2011 WAFU Nations Cup

Tournament details
- Host country: Nigeria
- Dates: 5–15 May 2011
- Teams: 8 (from 1 confederation)

Final positions
- Champions: Togo (1st title)
- Runners-up: Nigeria
- Third place: Liberia
- Fourth place: Ghana

Tournament statistics
- Matches played: 9
- Goals scored: 32 (3.56 per match)

= 2011 WAFU Nations Cup =

The 2011 WAFU Nations Cup is an international home-based football competition. It was hosted in Nigeria.
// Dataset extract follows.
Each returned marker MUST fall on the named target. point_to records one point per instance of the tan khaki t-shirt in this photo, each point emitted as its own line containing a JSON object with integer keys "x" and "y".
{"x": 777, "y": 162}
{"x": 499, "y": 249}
The competition is organised by the West Africa Football Union (WAFU).

All games will be played at Abeokuta and Ijebu Ode.

==Participants==
- Benin
- Ghana
- Liberia
- Niger (replaced withdrew Ivory Coast)
- Nigeria
- Togo
- The Gambia (withdrew)
- Mali (withdrew)
- Senegal (withdrew)

==Group stage==

The draw for the group stage took place on April 28, 2011.

===Group A===

| Team | Pld | W | D | L | GF | GA | GD | Pts |
|---|---|---|---|---|---|---|---|---|
| Nigeria | 2 | 2 | 0 | 0 | 5 | 0 | +5 | 6 |
| Liberia | 2 | 1 | 0 | 1 | 2 | 2 | 0 | 3 |
| Niger | 2 | 0 | 0 | 2 | 1 | 6 | −5 | 0 |

Mali withdrew.

----

===Group B===

| Team | Pld | W | D | L | GF | GA | GD | Pts |
|---|---|---|---|---|---|---|---|---|
| Togo | 2 | 1 | 0 | 1 | 3 | 3 | 0 | 3 |
| Ghana | 2 | 1 | 0 | 1 | 3 | 3 | 0 | 3 |

Senegal and The Gambia withdrew.

As there were only two teams left in the group, it was decided that the teams should play each other twice to determine a group winner. Both teams automatically qualified for the semi-final stage.